Nationalism’s ‘watershed’ election
Chris Donnelly
“It’s early days, but there is no doubt that the election results have injected new momentum into the longer-term Irish nationalist project of reunification.”
The 2017 Assembly election will be remembered as the moment Northern Irish politics took its first step into post-majoritarian politics. A resurgent nationalism has been buoyed by the flexing of its own electoral muscle in a manner which transformed the political landscape in ways that were not expected.
Right across the north, nationalists turned out in unprecedented numbers. Sinn Féin’s 27.9 per cent of the overall vote represented the largest percentage share of the vote for any nationalist party in the history of the state. The party’s 224,245 votes was the first time a nationalist party had broken through the 200,000 vote mark.

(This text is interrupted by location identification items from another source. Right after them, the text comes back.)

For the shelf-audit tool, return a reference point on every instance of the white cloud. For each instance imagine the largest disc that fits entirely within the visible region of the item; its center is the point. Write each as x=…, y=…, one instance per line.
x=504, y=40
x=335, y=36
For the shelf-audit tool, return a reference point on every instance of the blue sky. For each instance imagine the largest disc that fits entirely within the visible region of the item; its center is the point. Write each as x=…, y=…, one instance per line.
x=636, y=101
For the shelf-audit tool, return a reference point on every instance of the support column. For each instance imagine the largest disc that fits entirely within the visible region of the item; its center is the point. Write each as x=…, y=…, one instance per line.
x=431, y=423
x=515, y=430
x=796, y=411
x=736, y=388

The 39 nationalist seats represent a 43 per cent share of the overall Assembly seats, nationalism’s highest ever return. That figure increases to 44.4 per cent if the all-Ireland socialist People Before Profit seat secured by Gerry Carroll is included, a significant advance on the 37 per cent share of the overall seats secured less than a year previously at the 2016 Assembly election, when 40 seats from the 108 seat chamber were secured by the nationalist parties.
This is a watershed election, the first in which the demographic reality of a changing Northern Ireland has been borne out in electoral terms.
The significance of that will take time to register for the political classes of nationalism and unionism.
For the nationalist parties, there are a number of salient lessons to be learned that are likely to guide their actions in coming days, weeks and months.
The surging nationalist vote was a reaction to the sense that the pendulum had swung too far in unionism’s favour at Stormont. Ironically, this general sentiment had contributed to the declining nationalist turnout over the course of the previous six years, a trend only reversed when a cocktail of events from the DUP’s handling of the RHI scandal to the Líofa funding decision and Arlene Foster’s crocodile jibe produced a palpable sense of anger and determination within nationalism that translated into the massive turnout.
This was a vote against being seen to be playing second fiddle within the Executive and Assembly to the DUP. It has implications not just for the necessity of Sinn Féin not returning to devolution until those outstanding commitments from previous negotiations are delivered upon, most notably an Irish Language Act, but also for key decisions that will need to be made in the early phase of forming a new Executive – including the position of Justice Minister, which has never been held by a nationalist.
Brexit has added another complicating factor to the negotiations to restore devolution. The nationalist performance has also bolstered calls from Sinn Féin for a border poll. Whilst that call is unlikely to be heeded by the British Secretary of State, nevertheless it does indicate how the Assembly election results have given a tremendous boost to nationalists at a time when Brexit had already forced the issue of Irish unity back onto the centre stage.
For the first time, nationalists are moving beyond the rhetoric and beginning to discuss what Irish unity could look like. Fianna Fáil have announced their intention to publish a plan consisting of practical steps towards unity whilst Taoiseach Enda Kenny has declared his government will hold a referendum to extend voting rights in Irish Presidential elections to citizens living outside the state, including in the north.
It’s early days, but there is no doubt that the election results have injected new momentum into the longer-term Irish nationalist project of reunification.